Besides the two instrument i.e. the Defense of India Act, 1915 and of 1939 of First and Second World War dealing with preventive detention in in war time several ordinances dealing with Preventive detention were promulgated both under the Government of India Act of 1919 and of 1935. Needless to say that these preventive laws in peace time which are alien to the British systems, were made and used by the British rules with a view to perpetuating their colonial interests and rule. “Hundreds and thousands of Indians both Muslims and Hindus and almost all their leaders had suffered imprisonment or regours of these laws in some way or other. Particularly a detention without trial was considered by all during the Indian Independence movement as a crime against humanity”[10]. But it was the fact though it was unfortunate that after partition and independence both the Pakistan and India retained these laws in peace time. The Indian Constitution empowers the parliament to legislate on preventive subject to limitation laid down by Article 22[11].
In India the Preventive detention was enacted in 1950 as named “Preventive Detention Act,1950”. Afterward it was amended and replaced by Maintenance of Internal Security Act, (MISA) 1971. Preventive detention also introduced by Foreign Exchange and Prevention of Smuggling Activities Act (COFEPOSA) 1974, National Security Act 1980, The Essential Services Maintenance Act (EMS) 1981, and lastly by the Terrorist and Disruptive Activities (Prevention) Act 1985.

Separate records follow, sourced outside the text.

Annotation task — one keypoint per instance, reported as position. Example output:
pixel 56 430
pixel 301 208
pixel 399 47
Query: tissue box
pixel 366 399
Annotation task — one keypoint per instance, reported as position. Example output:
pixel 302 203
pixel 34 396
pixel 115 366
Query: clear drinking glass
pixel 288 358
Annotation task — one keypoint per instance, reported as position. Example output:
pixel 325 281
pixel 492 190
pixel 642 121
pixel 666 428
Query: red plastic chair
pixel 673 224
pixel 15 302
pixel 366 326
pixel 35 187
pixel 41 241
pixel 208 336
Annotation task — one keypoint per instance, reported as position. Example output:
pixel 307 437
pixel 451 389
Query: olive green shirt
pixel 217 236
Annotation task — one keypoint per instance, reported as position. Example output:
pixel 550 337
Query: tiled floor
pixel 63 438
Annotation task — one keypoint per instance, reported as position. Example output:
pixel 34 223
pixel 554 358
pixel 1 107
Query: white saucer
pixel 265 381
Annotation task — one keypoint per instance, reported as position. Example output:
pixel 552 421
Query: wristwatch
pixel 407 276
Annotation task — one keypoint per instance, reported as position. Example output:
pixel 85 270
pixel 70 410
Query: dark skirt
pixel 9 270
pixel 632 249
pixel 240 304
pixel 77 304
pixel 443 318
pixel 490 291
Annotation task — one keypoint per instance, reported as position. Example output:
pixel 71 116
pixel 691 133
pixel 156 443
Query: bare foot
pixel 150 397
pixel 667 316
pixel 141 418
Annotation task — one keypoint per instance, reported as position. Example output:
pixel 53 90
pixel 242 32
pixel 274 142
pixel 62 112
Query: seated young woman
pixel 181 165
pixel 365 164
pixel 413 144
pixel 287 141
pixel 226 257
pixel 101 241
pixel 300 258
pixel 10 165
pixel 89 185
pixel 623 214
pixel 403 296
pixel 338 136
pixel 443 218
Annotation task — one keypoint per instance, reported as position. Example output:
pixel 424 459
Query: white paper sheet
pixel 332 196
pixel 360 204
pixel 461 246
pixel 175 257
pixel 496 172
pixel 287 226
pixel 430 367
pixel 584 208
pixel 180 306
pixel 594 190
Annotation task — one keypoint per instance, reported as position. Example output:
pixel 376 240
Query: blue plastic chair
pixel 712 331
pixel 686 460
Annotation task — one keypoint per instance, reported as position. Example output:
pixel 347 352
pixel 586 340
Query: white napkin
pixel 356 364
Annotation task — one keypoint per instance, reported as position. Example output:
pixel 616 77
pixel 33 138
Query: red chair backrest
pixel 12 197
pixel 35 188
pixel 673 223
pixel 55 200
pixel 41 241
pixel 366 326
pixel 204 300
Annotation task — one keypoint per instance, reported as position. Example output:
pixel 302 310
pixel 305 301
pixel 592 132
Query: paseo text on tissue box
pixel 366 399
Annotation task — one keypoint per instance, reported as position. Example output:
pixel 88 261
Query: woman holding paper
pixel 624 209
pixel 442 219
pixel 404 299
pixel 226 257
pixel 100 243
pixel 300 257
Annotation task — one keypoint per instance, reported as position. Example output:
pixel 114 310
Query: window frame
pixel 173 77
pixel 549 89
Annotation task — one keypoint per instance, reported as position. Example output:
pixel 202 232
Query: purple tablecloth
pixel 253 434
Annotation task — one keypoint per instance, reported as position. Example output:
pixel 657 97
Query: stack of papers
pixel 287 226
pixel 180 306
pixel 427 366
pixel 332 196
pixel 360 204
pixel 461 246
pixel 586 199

In Pakistan through Public Safety Ordinance Act 1949[12], Public Safety Act (Amendment) 1950[13], Public Safety Ordinance 1952 and lastly The Security of Pakistan Act 1952 were provided Preventive detention in various ways. The constitution of Pakistan of 1956 and 1962 empowered and also constitution of1973 empowered parliament of Pakistan to enact Preventive detention laws.
Immediately after independence the constitution of Bangladesh was adopted on 4th November, 1972 and it came into force on 16th December, 1972. Taking the bitter experience of arbitrary arrest and detention under various preventive laws during the 23-year history of Pakistan into serious consideration the Constitution makers did not want to leave any scope for preventive detention.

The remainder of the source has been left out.